Coun. Randy Stairs, one of five councillors who convened a public meeting last fall about the situation, refused a CBC request for an interview on Monday.
But he said in a brief phone conversation that the transition back to council authority was getting better, and it was possible things would be more harmonious when a new mayor is elected in a byelection to replace Cloutier.
Asked if he planned to run for mayor, Stairs said, "Oh, God, no."
Lakeland Ridges is a sprawling rural municipality of 2,600 people taking in the former villages of Meductic and Canterbury as well as several rural areas between the St. John River and the Canada-U.S. border.
It was created as part of the provincewide local government reform on Jan. 1, 2023.
The province's Control of Municipalities Act allows the government to appoint a supervisor when a municipal council "is not able to carry on the business of a council."
A council meeting last June didn't go ahead when councillors couldn't agree on an agenda.
The two municipal office staff, chief administrative officer and clerk Susie Patterson and deputy clerk-treasurer Lana Sharpe, went out on medical leave. Another council meeting scheduled for July was cancelled because a temporary clerk still wasn't in place.
The supervisor was appointed not long after that.
Some residents suggested the dispute was driven by people who opposed local government reform and didn't want to see their communities folded into a larger municipality.
Cloutier, a former mayor of Canterbury, said there were complaints, for example, that a local doctor's one-evening-a-week clinic was happening there and not elsewhere — even though the doctor lived in that area and it was the best way to make it convenient for her.
Last November, supervisor Greg Lutes submitted his report to the province, a document the government is refusing to release.
Cloutier said Monday that it hasn't even been disclosed to her and the councillors, making it impossible for them to know what needed to change.

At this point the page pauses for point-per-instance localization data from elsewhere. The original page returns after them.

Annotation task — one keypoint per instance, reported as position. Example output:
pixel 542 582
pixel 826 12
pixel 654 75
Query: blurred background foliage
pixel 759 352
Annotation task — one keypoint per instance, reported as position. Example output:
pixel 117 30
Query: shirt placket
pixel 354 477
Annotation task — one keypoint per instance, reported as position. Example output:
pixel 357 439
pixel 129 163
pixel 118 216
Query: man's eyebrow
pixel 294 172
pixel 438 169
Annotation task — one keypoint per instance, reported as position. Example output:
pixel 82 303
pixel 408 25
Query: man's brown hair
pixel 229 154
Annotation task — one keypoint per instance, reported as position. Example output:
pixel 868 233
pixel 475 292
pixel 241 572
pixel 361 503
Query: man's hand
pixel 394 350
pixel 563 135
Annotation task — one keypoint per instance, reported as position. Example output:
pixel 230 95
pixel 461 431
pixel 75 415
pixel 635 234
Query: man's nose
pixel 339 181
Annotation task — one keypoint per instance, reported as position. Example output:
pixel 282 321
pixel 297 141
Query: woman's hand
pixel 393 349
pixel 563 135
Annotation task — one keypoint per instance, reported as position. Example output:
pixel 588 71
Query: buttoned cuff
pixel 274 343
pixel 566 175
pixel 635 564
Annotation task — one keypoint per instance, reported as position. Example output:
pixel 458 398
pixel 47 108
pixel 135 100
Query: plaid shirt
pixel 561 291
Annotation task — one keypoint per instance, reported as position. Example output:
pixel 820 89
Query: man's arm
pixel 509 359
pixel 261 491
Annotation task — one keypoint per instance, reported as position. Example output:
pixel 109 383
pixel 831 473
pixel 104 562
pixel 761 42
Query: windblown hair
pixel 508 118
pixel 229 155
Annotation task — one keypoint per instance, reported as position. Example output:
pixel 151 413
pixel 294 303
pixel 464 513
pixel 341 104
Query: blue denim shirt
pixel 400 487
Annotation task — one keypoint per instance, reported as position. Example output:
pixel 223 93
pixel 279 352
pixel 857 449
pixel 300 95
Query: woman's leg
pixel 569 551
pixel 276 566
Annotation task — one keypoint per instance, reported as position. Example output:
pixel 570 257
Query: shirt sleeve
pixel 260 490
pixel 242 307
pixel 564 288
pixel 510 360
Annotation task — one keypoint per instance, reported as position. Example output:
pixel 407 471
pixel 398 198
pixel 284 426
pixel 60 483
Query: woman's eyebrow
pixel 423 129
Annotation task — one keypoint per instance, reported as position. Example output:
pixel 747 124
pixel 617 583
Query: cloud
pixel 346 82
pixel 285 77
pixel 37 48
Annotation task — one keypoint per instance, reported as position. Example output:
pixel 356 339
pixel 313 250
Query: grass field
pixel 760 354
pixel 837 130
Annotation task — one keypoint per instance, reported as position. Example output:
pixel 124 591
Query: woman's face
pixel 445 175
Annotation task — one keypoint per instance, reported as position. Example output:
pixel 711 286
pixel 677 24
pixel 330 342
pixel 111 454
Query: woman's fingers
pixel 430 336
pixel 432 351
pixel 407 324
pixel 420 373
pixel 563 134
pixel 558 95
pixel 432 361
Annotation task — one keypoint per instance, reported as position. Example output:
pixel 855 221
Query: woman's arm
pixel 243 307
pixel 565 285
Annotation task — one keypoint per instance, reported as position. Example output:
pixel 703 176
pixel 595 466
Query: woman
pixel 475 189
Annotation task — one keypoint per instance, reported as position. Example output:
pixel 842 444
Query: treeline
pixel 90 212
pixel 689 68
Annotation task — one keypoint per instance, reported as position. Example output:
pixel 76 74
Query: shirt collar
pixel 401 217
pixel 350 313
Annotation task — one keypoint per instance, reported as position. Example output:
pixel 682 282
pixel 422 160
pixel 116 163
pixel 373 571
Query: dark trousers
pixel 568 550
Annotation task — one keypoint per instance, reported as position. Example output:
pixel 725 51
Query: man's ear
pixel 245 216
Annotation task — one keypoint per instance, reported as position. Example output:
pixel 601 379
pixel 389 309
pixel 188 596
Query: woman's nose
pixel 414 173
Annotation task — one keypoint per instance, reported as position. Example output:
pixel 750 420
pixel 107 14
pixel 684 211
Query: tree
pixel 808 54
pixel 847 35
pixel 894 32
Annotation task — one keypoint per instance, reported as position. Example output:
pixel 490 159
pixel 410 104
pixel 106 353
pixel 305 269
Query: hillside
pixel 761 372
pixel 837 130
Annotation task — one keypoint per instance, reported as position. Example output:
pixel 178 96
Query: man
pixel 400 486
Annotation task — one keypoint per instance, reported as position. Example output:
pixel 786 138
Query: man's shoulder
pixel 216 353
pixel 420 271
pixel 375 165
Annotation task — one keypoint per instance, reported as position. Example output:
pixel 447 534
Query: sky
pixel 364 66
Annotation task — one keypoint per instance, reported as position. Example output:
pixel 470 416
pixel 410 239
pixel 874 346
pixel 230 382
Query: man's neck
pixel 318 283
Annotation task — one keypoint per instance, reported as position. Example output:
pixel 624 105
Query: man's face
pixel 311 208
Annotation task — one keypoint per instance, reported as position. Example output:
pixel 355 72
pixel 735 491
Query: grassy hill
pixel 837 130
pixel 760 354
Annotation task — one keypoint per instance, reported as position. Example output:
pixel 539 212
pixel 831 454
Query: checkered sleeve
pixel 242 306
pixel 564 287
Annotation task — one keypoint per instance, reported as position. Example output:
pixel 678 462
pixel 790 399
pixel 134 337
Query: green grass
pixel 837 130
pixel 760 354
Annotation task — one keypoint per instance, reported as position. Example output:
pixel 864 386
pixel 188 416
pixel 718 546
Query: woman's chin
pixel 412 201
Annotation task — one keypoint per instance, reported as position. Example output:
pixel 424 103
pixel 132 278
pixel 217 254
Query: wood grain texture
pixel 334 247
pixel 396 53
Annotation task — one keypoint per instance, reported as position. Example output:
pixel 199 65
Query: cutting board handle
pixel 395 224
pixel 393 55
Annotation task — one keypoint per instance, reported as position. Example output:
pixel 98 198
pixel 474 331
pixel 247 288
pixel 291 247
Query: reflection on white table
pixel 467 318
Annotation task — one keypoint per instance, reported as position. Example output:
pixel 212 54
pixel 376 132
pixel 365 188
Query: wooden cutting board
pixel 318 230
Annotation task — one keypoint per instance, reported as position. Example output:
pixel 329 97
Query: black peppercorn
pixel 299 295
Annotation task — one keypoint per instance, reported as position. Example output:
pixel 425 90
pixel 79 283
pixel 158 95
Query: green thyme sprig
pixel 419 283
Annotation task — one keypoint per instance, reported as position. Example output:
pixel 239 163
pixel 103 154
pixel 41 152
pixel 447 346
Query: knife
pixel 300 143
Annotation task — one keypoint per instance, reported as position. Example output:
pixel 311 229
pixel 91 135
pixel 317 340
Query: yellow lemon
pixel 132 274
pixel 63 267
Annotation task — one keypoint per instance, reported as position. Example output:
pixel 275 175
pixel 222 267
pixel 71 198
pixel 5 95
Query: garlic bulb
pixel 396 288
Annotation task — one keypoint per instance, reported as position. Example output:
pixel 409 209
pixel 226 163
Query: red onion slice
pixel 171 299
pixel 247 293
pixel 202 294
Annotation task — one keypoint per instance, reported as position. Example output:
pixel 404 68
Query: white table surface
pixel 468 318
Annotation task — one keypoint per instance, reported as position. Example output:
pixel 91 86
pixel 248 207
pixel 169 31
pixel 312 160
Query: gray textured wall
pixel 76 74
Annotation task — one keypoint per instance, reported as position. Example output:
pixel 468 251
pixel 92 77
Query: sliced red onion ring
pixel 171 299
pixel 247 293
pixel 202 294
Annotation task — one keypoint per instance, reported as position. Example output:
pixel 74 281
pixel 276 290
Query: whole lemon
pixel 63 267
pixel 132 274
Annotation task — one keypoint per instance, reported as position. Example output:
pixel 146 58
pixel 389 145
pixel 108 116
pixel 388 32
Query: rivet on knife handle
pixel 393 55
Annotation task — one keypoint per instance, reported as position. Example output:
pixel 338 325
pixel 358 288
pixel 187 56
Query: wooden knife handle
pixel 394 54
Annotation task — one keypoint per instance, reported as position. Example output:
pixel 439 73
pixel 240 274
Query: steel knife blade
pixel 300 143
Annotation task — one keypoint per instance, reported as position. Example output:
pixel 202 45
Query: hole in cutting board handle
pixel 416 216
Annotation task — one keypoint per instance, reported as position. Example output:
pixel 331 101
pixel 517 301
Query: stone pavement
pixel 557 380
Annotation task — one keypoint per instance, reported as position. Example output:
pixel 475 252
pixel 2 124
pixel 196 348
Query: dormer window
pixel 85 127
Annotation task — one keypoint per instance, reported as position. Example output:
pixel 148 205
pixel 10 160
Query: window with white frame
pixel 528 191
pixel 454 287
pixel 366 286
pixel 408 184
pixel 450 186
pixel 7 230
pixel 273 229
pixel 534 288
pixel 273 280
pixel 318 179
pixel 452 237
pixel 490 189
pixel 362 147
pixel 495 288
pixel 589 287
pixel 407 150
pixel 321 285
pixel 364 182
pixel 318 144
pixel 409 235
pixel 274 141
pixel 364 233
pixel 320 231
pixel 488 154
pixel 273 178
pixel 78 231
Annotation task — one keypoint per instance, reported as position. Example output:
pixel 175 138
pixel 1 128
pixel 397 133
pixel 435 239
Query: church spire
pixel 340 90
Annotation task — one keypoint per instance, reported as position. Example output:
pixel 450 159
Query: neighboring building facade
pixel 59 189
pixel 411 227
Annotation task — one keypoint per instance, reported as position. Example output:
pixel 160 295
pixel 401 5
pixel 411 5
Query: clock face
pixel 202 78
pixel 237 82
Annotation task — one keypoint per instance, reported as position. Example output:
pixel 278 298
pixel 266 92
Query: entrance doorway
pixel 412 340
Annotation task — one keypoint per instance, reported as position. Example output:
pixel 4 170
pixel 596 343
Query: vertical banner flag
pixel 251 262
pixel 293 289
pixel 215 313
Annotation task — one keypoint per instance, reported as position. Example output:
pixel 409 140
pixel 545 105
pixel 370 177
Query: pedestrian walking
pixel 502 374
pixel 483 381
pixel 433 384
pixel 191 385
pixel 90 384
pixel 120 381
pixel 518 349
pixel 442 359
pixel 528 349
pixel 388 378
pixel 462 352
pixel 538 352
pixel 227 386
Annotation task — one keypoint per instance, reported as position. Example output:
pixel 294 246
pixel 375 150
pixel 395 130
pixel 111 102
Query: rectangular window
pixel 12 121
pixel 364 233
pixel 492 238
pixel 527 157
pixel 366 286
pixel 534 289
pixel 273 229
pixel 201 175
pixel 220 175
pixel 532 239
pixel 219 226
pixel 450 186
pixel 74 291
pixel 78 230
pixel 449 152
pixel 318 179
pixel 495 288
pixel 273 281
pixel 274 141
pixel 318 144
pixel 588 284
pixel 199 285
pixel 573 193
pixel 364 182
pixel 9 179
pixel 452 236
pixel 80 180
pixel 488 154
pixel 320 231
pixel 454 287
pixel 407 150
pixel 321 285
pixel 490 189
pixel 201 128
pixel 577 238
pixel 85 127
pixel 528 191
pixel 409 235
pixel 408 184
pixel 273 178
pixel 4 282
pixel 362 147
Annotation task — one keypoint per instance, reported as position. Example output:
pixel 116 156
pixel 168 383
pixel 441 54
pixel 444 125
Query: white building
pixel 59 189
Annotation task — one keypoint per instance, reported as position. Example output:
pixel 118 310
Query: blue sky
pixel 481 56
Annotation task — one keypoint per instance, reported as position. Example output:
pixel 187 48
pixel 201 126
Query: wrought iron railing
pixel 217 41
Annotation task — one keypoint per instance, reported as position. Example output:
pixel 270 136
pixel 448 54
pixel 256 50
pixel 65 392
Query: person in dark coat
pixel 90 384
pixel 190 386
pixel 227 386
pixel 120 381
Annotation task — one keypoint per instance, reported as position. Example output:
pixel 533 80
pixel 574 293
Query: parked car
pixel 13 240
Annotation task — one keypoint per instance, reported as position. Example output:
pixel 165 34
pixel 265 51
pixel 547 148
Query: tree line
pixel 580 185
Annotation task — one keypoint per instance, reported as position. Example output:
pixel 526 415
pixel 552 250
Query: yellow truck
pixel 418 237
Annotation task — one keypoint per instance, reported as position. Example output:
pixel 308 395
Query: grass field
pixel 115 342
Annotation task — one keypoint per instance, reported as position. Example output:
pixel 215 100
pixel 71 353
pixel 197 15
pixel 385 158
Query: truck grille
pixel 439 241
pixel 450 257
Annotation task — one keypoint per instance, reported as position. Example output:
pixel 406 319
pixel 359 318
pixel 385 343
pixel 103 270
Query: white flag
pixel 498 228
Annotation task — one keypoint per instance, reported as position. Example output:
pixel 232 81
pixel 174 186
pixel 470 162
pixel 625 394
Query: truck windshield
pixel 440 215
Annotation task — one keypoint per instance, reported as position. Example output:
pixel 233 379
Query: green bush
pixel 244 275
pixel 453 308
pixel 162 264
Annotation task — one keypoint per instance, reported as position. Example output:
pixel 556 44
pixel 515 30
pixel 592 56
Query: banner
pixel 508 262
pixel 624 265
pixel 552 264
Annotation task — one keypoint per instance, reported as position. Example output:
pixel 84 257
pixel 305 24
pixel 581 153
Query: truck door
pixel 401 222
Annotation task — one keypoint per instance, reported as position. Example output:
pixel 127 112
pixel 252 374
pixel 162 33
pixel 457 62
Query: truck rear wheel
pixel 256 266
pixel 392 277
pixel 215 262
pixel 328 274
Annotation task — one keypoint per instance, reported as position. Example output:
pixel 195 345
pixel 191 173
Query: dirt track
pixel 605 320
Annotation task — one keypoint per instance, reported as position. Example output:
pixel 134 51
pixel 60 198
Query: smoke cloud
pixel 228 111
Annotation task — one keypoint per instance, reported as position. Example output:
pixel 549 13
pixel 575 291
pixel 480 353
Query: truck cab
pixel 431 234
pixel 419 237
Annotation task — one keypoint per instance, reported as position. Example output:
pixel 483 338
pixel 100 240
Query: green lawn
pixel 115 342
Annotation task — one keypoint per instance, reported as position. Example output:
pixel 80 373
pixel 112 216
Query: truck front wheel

The province did publicly release a two-page "transition plan" that included the hiring of mediators and an updated code of conduct.
A note on the plan said mediation "to resolve individual issues and interpersonal relationships" would probably need to continue past Dec. 15.
"The speed at which conflict can be resolved depends upon the complexity of the issue, the individuals involved, and their ability to find consensus to conclude a resolution," it said.
Cloutier acknowledged she had made mistakes, but, "I think the public understands when a mistake is made, then you work as a group together to try to fix it, not point fingers, have outbursts, go to the the local coffee shops and start speaking poorly about your mayor."
In a December interview, Premier Blaine Higgs, who grew up in the area and owns a summer property in Lakeland Ridges, said the dispute appeared to be rooted in "strong independence from competing communities."
"It's the very reason that we have regionalization, to get over that and say, 'How great can we be together?'" he said.
"There are some unique challenges there because of strong opinions of of individual communities. We've got to look bigger than that."